Temperatures have dropped around 5-10C below average for this time of year in many areas of NSW thanks to the influence of this cut-off low. It's also causing widespread rain, hail and snow across the state.
Cold air is extending so far north that snow is settling along the ranges and tablelands in southern, central and northern NSW.
The influence of a surface-based low pressure system centred near central NSW could mean that northern NSW sees more rain and snow from this system than most other parts of the state.
Accumulated snowfalls could reach 10-20 centimetres along parts of the Northern Tablelands by the end of Thursday. A bit less snow is expected in central NSW, although the Alps could see more than half a metre of snow this week.
Along with this snow, the low is also causing widespread rain and hail. There is potential for heavy rain over parts of the Northwest Slopes and Plains and northern parts of the Central West Slopes and Plains districts on Thursday, where some places could collect 20-30mm within 24 hours.

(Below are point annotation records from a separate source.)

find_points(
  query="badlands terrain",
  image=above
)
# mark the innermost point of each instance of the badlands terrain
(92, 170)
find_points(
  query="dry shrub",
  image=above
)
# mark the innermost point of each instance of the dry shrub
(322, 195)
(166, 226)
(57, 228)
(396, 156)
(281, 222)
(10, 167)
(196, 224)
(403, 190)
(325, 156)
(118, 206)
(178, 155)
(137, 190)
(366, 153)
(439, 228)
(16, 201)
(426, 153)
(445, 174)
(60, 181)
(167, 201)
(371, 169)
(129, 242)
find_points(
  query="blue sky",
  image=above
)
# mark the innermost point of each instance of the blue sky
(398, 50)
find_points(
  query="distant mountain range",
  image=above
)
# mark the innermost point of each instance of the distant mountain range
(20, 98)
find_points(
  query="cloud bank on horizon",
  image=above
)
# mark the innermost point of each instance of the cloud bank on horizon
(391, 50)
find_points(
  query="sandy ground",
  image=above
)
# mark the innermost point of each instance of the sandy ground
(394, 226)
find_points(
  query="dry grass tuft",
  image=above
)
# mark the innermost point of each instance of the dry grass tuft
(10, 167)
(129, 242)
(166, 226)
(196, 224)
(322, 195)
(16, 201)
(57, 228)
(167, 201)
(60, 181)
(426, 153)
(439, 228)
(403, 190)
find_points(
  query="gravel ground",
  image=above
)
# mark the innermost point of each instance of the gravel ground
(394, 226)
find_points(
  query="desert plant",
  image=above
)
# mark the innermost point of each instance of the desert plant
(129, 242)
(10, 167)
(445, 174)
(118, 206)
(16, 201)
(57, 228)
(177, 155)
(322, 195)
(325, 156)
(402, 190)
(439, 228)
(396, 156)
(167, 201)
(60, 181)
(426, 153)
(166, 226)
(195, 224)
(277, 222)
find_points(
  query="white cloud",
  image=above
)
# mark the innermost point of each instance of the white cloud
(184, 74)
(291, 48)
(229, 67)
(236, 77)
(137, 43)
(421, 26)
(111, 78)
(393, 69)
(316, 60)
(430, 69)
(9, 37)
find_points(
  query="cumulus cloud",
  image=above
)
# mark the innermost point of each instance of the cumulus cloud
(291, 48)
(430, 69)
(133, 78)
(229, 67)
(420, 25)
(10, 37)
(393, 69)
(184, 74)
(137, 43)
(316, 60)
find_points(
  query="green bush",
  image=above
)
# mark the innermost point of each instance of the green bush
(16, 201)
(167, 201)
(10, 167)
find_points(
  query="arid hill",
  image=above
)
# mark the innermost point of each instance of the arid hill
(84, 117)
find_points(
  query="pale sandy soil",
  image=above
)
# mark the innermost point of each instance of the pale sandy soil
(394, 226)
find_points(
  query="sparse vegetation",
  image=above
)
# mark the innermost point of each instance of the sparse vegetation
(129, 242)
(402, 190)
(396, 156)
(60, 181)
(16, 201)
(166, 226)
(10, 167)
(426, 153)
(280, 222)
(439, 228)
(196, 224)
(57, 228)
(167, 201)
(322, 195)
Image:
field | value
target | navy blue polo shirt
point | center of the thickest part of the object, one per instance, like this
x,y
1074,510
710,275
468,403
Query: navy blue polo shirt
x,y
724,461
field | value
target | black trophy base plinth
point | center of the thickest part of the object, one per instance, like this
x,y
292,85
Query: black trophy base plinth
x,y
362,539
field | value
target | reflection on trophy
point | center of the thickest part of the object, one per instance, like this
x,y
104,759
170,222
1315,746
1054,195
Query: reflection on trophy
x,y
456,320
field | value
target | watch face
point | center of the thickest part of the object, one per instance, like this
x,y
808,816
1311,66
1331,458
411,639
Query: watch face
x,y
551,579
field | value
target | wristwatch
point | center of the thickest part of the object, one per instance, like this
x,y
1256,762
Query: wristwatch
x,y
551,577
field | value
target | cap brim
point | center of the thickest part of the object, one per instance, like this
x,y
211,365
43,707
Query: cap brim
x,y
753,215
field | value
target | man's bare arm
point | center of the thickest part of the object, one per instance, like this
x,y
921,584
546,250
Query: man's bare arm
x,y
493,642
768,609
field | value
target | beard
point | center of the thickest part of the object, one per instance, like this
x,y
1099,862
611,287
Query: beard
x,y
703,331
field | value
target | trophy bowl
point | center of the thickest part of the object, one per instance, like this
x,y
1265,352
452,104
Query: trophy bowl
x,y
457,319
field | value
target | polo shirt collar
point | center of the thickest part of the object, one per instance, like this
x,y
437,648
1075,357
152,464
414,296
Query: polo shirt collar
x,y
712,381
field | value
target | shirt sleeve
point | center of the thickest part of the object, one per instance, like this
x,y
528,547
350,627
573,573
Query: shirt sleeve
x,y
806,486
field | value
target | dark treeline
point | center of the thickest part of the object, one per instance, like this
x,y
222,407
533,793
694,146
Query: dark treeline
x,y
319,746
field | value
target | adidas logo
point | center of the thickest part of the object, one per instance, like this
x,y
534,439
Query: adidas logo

Some elevated parts of the state are likely to see road closures from snow on Thursday and possibly into Friday. Even where it doesn't snow, ice-covered roads could pose a risk when driving in higher parts of the ranges and tablelands.
A Sheep Graziers warning was issued across most of NSW during Wednesday and Thursday, with cold temperatures, rain and strong southwesterly winds elevating the risk of livestock losses. Better weather next week!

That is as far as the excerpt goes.